Dire cela n’est pas encore affirmer que la justice française – ou genevoise, vaudoise, etc. – serait, à l’inverse, douce, égalitaire et cohérente dans sa façon de répondre au besoin qu’a la société de se raconter des histoires qui la rassurent sur son propre fonctionnement.
Plus prompte à prendre en compte la personnalité de ceux qui comparaissent devant elle, elle est aussi plus susceptible de réserver à ses clients des traitements qui, à force d’être différenciés, peuvent devenir discriminatoires.
En exhibant, par exemple, DSK menotté devant une foule d’objectifs prêts à se déchaîner, les policiers new-yorkais savaient que son image serait diffusée dans le monde entier, lui causant un tort irréparable, tandis que la sortie, effectuée dans les mêmes conditions, d’un petit dealer inconnu passerait inaperçue.
L’exception que l’homme politique français semble avoir demandée répondait donc à une forme d’équité. Mais la voie est glissante: c’est tout le processus judiciaire, peine comprise, qui est plus douloureux pour un homme brutalement extrait d’une carrière prometteuse et d’une situation sociale enviable. Jusqu’où peut-on en tenir compte sans avaliser une répression à deux vitesses, une distinction entre les justiciables trop délicats pour être mangés à la sauce commune – voire mangés tout court – et les autres? La tempête soulevée par l’arrestation de Roman Polanski à Zurich montre que la question est loin d’être uniquement académique.
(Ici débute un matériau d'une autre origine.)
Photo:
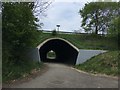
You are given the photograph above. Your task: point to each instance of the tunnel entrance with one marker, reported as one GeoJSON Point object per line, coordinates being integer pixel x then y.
{"type": "Point", "coordinates": [64, 52]}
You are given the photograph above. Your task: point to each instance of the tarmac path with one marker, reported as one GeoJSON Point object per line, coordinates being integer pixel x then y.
{"type": "Point", "coordinates": [63, 76]}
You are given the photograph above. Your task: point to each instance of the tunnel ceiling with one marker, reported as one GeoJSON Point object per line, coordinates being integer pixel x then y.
{"type": "Point", "coordinates": [65, 53]}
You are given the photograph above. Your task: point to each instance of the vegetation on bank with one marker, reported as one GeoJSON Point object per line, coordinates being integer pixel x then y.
{"type": "Point", "coordinates": [20, 70]}
{"type": "Point", "coordinates": [106, 63]}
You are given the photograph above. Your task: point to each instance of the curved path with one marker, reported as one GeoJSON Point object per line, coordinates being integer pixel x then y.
{"type": "Point", "coordinates": [63, 76]}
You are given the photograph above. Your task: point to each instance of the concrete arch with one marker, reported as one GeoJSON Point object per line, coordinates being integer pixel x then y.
{"type": "Point", "coordinates": [65, 51]}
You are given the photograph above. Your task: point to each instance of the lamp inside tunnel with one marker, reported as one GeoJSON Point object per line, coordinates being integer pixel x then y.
{"type": "Point", "coordinates": [57, 50]}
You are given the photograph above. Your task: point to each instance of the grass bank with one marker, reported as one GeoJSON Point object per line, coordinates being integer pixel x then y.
{"type": "Point", "coordinates": [84, 41]}
{"type": "Point", "coordinates": [13, 72]}
{"type": "Point", "coordinates": [106, 63]}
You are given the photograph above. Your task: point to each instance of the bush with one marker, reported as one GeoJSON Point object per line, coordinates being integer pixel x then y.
{"type": "Point", "coordinates": [54, 33]}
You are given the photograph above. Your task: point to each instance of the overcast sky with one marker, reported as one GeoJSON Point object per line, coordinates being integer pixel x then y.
{"type": "Point", "coordinates": [65, 13]}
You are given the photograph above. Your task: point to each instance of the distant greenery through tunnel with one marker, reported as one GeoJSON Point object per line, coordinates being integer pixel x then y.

Quant au récit… Le fait même qu’une partie du public – classe politique comprise – soit convaincu qu’en France, Dominique Strauss-Kahn n’aurait jamais été inquiété sur la base des accusations d’une femme de ménage dit assez qu’il est pour le moins brouillé. Comme il l’est par l’incapacité récurrente de la justice suisse à juger les responsables de débâcles financières retentissantes dans des délais permettant de leur imputer tous les délits susceptibles d’être retenus contre eux.
A la fois cause et résultat de cet état de fait, la justice ne jouit pas, ici, de l’enviable légitimité qui est la sienne outre-Atlantique. Si, pour de nombreux concitoyens prêts à «aller jusqu’au TF» pour faire valoir leurs droits constitutionnels, elle continue de faire figure, sous ses espèces civile et surtout administrative, de garante contre l’arbitraire, le spectacle de la justice pénale ne contribue que très médiocrement à rassurer la population sur la protection égale accordée au faible et au puissant par les institutions. Au symbole, même unificateur, nous préférons, en Suisse plus qu’en France, un inégal pragmatisme – et le moins de vagues possible. Les critiques acerbes qui ont visé la magistrature genevoise après l’arrestation d’Hannibal Kadhafi pour des mauvais traitements, là aussi sur des domestiques, l’illustrent. Même si dans cette affaire est apparue une autre différence, notoire: la justice américaine s’appuie sur un pays puissant, qui peut tout se permettre ou presque. Ce qui n’est pas le cas, on l’a bien vu, de la justice genevoise.